Conditions de compétences et aptitudes
L’accès à la profession de chauffeur de VTC est soumis à plusieurs exigences :
Permis de conduire (catégorie B) en cours de validité, depuis plus de trois ans.
Attestation d’aptitude physique, délivrée par le préfet, certifiant que l’intéressé est apte à la conduite professionnelle de personnes.
Réussite à deux examens :
Un examen théorique, dont la note minimale requise est fixée à 12 / 20. Le candidat doit en outre obtenir un nombre minimum de bonnes réponses dans chacun des six modules qui composent cette épreuve.
Un examen pratique, validant la maîtrise de la conduite, la qualité de l’accueil client et la gestion des situations courantes ou imprévues.
Expérience antérieure : à la place de l’examen, il est possible de justifier d’au moins un an d’expérience en tant que chauffeur professionnel de transport de personnes, au cours des dix dernières années.
Stage de premiers secours (PSC) : formation supplémentaire permettant d’acquérir les gestes essentiels de secours, gage de sécurité pour les passagers.
Honorabilité : un casier judiciaire (bulletin n° 2) vierge de certaines condamnations (voir ci-dessous).

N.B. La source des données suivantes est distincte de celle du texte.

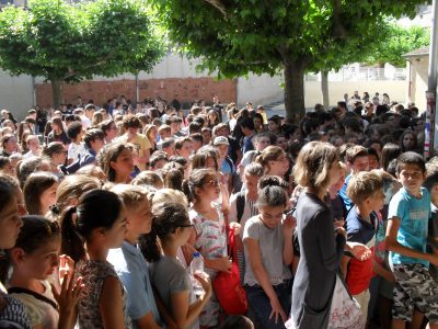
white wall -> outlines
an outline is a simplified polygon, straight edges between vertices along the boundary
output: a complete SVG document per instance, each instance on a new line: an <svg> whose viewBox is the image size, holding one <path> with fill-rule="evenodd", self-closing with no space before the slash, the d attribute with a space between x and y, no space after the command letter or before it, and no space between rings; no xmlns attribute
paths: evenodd
<svg viewBox="0 0 438 329"><path fill-rule="evenodd" d="M32 109L33 88L31 76L11 77L0 70L0 109L11 110L13 115L23 120Z"/></svg>
<svg viewBox="0 0 438 329"><path fill-rule="evenodd" d="M280 87L281 76L249 75L238 79L238 104L244 105L251 101L254 106L284 101L284 90Z"/></svg>

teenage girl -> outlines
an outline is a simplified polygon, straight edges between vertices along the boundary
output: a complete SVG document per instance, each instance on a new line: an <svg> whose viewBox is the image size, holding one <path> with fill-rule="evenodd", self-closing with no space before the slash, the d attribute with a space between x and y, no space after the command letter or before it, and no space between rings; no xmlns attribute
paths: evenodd
<svg viewBox="0 0 438 329"><path fill-rule="evenodd" d="M74 283L72 272L65 273L60 294L48 283L59 265L59 226L42 216L23 216L22 220L10 251L13 272L8 292L24 304L33 328L72 328L82 279ZM66 257L62 259L67 261Z"/></svg>
<svg viewBox="0 0 438 329"><path fill-rule="evenodd" d="M126 295L108 250L119 248L126 232L125 209L113 192L92 190L61 219L61 252L70 256L85 290L78 303L79 328L130 328Z"/></svg>
<svg viewBox="0 0 438 329"><path fill-rule="evenodd" d="M134 154L130 144L113 144L104 150L102 169L110 182L129 183L134 171Z"/></svg>
<svg viewBox="0 0 438 329"><path fill-rule="evenodd" d="M152 206L152 232L160 245L149 240L147 251L151 264L151 280L177 328L198 328L197 319L211 295L208 276L196 275L204 294L198 299L193 293L191 276L176 258L177 249L184 246L191 234L187 208L181 203L168 202ZM162 250L158 246L161 246Z"/></svg>
<svg viewBox="0 0 438 329"><path fill-rule="evenodd" d="M287 196L280 186L258 191L260 215L246 222L244 284L255 320L266 329L284 328L290 308L295 220L284 215Z"/></svg>
<svg viewBox="0 0 438 329"><path fill-rule="evenodd" d="M211 169L194 170L186 186L187 196L193 202L189 217L194 229L189 242L200 251L206 272L215 280L217 273L231 269L231 260L227 256L224 217L220 205L215 202L220 193L218 173ZM200 314L200 326L218 326L220 310L216 294L212 293Z"/></svg>
<svg viewBox="0 0 438 329"><path fill-rule="evenodd" d="M22 225L13 189L0 181L0 249L10 249L15 245ZM8 268L4 259L0 260L0 327L30 329L31 322L23 304L9 296L2 284Z"/></svg>
<svg viewBox="0 0 438 329"><path fill-rule="evenodd" d="M30 215L46 215L56 203L58 178L51 172L32 173L23 189L24 202Z"/></svg>

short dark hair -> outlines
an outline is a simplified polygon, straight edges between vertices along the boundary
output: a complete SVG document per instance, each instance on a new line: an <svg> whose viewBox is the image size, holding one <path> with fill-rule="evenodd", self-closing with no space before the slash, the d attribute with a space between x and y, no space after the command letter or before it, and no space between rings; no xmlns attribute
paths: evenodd
<svg viewBox="0 0 438 329"><path fill-rule="evenodd" d="M426 172L426 163L420 155L417 152L413 151L407 151L404 154L401 154L397 158L396 167L395 167L395 172L400 174L400 172L403 170L404 164L415 164L418 166L418 168L422 170L423 173Z"/></svg>
<svg viewBox="0 0 438 329"><path fill-rule="evenodd" d="M242 120L242 122L240 123L240 126L242 128L249 128L251 131L254 131L254 121L251 117L246 117L244 120Z"/></svg>
<svg viewBox="0 0 438 329"><path fill-rule="evenodd" d="M76 140L78 135L82 132L82 122L73 121L67 128L67 136Z"/></svg>
<svg viewBox="0 0 438 329"><path fill-rule="evenodd" d="M91 141L97 138L105 139L105 133L99 128L91 128L87 131L85 136L83 137L83 141L85 141L85 145L88 147L91 147Z"/></svg>
<svg viewBox="0 0 438 329"><path fill-rule="evenodd" d="M135 115L127 116L123 121L123 123L124 123L125 129L127 129L127 128L140 128L141 127L140 120Z"/></svg>

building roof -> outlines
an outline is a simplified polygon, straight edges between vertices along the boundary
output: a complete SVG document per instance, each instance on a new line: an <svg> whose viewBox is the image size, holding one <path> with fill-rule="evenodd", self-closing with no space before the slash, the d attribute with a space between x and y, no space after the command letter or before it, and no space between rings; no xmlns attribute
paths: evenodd
<svg viewBox="0 0 438 329"><path fill-rule="evenodd" d="M407 54L404 54L403 57L418 57L418 56L428 56L429 55L429 46L424 46L422 48L412 50Z"/></svg>

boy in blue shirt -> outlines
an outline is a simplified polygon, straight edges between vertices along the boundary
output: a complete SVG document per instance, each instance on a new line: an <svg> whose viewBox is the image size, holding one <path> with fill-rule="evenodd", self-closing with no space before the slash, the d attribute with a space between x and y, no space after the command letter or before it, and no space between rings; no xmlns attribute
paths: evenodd
<svg viewBox="0 0 438 329"><path fill-rule="evenodd" d="M437 265L438 254L427 253L430 195L422 184L426 166L416 152L397 158L396 175L403 188L392 197L388 212L385 245L390 250L391 270L395 276L392 328L405 328L413 321L414 306L438 328L438 287L431 277L429 262ZM417 326L417 327L415 327Z"/></svg>

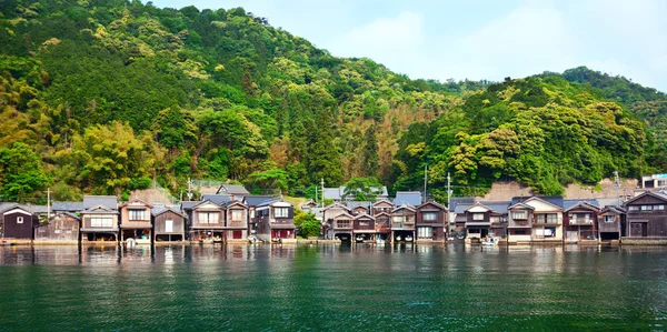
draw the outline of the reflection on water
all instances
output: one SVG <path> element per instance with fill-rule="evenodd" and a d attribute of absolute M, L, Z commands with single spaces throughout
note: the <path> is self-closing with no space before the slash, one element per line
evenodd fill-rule
<path fill-rule="evenodd" d="M 0 331 L 664 330 L 666 276 L 657 247 L 2 247 Z"/>

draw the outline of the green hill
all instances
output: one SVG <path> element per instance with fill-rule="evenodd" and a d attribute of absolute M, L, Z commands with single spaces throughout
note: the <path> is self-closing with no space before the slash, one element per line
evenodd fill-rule
<path fill-rule="evenodd" d="M 552 193 L 661 162 L 647 153 L 656 131 L 629 112 L 655 100 L 640 111 L 556 77 L 411 80 L 242 8 L 6 0 L 0 44 L 2 200 L 153 180 L 178 193 L 188 177 L 292 194 L 320 179 L 414 189 L 426 163 L 437 194 L 448 171 L 460 191 L 511 178 Z"/>

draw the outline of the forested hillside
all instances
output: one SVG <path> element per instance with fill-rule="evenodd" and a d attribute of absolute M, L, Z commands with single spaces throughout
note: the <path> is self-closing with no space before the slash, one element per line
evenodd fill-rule
<path fill-rule="evenodd" d="M 664 113 L 655 100 L 639 110 L 556 76 L 410 80 L 242 8 L 6 0 L 0 46 L 2 200 L 47 187 L 59 200 L 127 195 L 153 180 L 178 192 L 188 177 L 292 194 L 320 179 L 406 190 L 425 164 L 438 197 L 447 172 L 460 193 L 497 179 L 557 193 L 667 164 L 638 118 L 665 123 L 649 115 Z"/>

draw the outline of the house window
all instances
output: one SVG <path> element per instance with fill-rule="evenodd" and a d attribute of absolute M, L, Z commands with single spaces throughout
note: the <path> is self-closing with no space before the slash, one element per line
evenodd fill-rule
<path fill-rule="evenodd" d="M 218 223 L 218 220 L 220 220 L 220 213 L 218 212 L 199 212 L 197 215 L 199 223 Z"/>
<path fill-rule="evenodd" d="M 287 218 L 288 209 L 287 208 L 273 208 L 273 215 L 276 218 Z"/>
<path fill-rule="evenodd" d="M 111 228 L 113 220 L 111 218 L 91 218 L 90 225 L 93 228 Z"/>
<path fill-rule="evenodd" d="M 419 239 L 430 239 L 432 238 L 432 229 L 431 228 L 418 228 L 417 229 L 417 238 Z"/>
<path fill-rule="evenodd" d="M 511 212 L 511 219 L 528 219 L 528 212 L 526 212 L 526 211 Z"/>
<path fill-rule="evenodd" d="M 146 210 L 129 210 L 130 220 L 148 220 L 148 213 Z"/>
<path fill-rule="evenodd" d="M 243 220 L 243 210 L 231 210 L 231 220 Z"/>
<path fill-rule="evenodd" d="M 436 212 L 425 212 L 424 221 L 436 221 L 438 220 L 438 213 Z"/>

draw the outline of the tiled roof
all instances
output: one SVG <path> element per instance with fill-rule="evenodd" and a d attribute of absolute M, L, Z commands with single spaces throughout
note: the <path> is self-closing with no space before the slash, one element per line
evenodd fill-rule
<path fill-rule="evenodd" d="M 202 201 L 209 200 L 218 205 L 222 205 L 231 201 L 231 198 L 228 194 L 205 194 L 201 197 Z"/>
<path fill-rule="evenodd" d="M 115 195 L 84 195 L 83 197 L 83 209 L 90 209 L 93 207 L 106 207 L 109 209 L 118 209 L 118 199 Z"/>
<path fill-rule="evenodd" d="M 417 207 L 421 204 L 421 192 L 419 191 L 399 191 L 394 199 L 394 205 L 400 207 L 404 204 Z"/>
<path fill-rule="evenodd" d="M 276 198 L 271 195 L 249 195 L 246 197 L 246 204 L 248 207 L 257 207 L 267 201 L 275 201 Z"/>

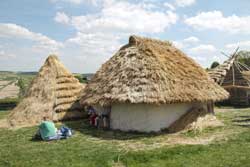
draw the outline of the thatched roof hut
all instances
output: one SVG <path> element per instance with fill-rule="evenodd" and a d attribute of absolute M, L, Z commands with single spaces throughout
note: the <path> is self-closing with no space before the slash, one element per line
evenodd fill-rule
<path fill-rule="evenodd" d="M 197 63 L 169 42 L 131 36 L 97 71 L 80 103 L 111 106 L 113 129 L 159 131 L 194 104 L 227 97 Z"/>
<path fill-rule="evenodd" d="M 51 55 L 31 82 L 27 94 L 10 113 L 12 126 L 40 123 L 44 117 L 53 121 L 82 117 L 78 98 L 83 85 Z"/>
<path fill-rule="evenodd" d="M 240 52 L 239 52 L 240 53 Z M 250 105 L 250 67 L 238 61 L 240 54 L 233 53 L 221 65 L 208 71 L 210 77 L 230 93 L 226 103 Z"/>

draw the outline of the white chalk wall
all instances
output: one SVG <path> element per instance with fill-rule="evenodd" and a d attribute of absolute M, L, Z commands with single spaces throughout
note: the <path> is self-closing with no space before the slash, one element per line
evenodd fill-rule
<path fill-rule="evenodd" d="M 122 131 L 152 132 L 167 128 L 192 104 L 113 104 L 110 126 Z"/>

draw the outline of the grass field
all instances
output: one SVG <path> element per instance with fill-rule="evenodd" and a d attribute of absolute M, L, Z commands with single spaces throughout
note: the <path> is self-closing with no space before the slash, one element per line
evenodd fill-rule
<path fill-rule="evenodd" d="M 0 119 L 7 113 L 0 112 Z M 37 127 L 0 129 L 0 166 L 250 166 L 250 109 L 226 109 L 217 117 L 224 127 L 171 135 L 101 131 L 86 121 L 67 122 L 74 136 L 53 142 L 32 141 Z"/>

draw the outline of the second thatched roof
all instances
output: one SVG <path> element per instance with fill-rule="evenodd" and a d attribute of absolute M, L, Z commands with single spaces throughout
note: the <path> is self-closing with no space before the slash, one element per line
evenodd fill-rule
<path fill-rule="evenodd" d="M 228 93 L 169 42 L 131 36 L 85 88 L 81 104 L 219 101 Z"/>
<path fill-rule="evenodd" d="M 79 96 L 83 85 L 64 67 L 57 56 L 49 56 L 33 79 L 27 94 L 11 111 L 11 126 L 31 126 L 44 117 L 53 121 L 83 116 Z M 77 105 L 78 103 L 78 105 Z"/>

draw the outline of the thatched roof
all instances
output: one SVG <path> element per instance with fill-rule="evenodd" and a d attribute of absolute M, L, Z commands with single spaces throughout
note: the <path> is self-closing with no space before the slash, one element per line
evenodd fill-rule
<path fill-rule="evenodd" d="M 208 71 L 210 77 L 222 87 L 250 88 L 250 69 L 238 61 L 240 54 L 232 54 L 221 65 Z"/>
<path fill-rule="evenodd" d="M 81 104 L 218 101 L 228 93 L 169 42 L 131 36 L 94 75 Z"/>
<path fill-rule="evenodd" d="M 8 120 L 11 125 L 25 126 L 37 124 L 43 117 L 58 121 L 80 116 L 75 107 L 82 89 L 59 59 L 49 56 Z"/>

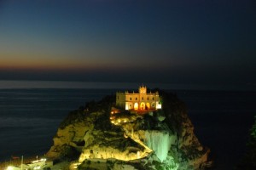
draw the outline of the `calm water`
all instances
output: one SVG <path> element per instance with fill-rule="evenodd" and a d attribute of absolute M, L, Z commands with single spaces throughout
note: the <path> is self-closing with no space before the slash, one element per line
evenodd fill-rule
<path fill-rule="evenodd" d="M 115 89 L 0 89 L 0 160 L 46 153 L 57 128 L 85 102 Z M 176 90 L 217 169 L 230 169 L 245 149 L 256 115 L 256 92 Z"/>

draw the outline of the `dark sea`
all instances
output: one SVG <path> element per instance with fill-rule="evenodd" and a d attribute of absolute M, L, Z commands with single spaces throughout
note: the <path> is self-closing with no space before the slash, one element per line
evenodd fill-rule
<path fill-rule="evenodd" d="M 58 126 L 69 111 L 88 101 L 124 90 L 111 88 L 110 85 L 96 88 L 91 85 L 84 88 L 45 85 L 41 88 L 35 84 L 20 88 L 18 85 L 4 86 L 0 84 L 1 162 L 9 161 L 11 156 L 45 154 L 53 144 Z M 203 145 L 211 149 L 216 169 L 232 169 L 245 151 L 248 130 L 256 115 L 256 91 L 171 91 L 186 103 L 195 134 Z"/>

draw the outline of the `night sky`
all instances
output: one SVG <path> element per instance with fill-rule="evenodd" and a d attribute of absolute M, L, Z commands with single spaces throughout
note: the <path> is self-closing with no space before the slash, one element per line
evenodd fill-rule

Contrôle du casier judiciaire
En application de l’article R3120-8 du code des transports, il est impossible d’exercer si le bulletin n° 2 du casier judiciaire (ou son équivalent pour les ressortissants étrangers) comporte certaines condamnations, dont :
Un délit lié au code de la route entraînant une perte d’au moins la moitié des points du permis.
Une conduite sans permis ou malgré une annulation ou une interdiction de le repasser.
Une peine criminelle ou une peine correctionnelle d’au moins six mois ferme pour vol, escroquerie, abus de confiance, violences volontaires, agression sexuelle ou infraction à la législation sur les stupéfiants.
Grâce à ce socle de compétences (formation initiale, examen ou expérience professionnelle, stage de secours) et à la vérification stricte de l’honorabilité, les chauffeurs de VTC garantissent un haut niveau de qualité et de sécurité pour les usagers.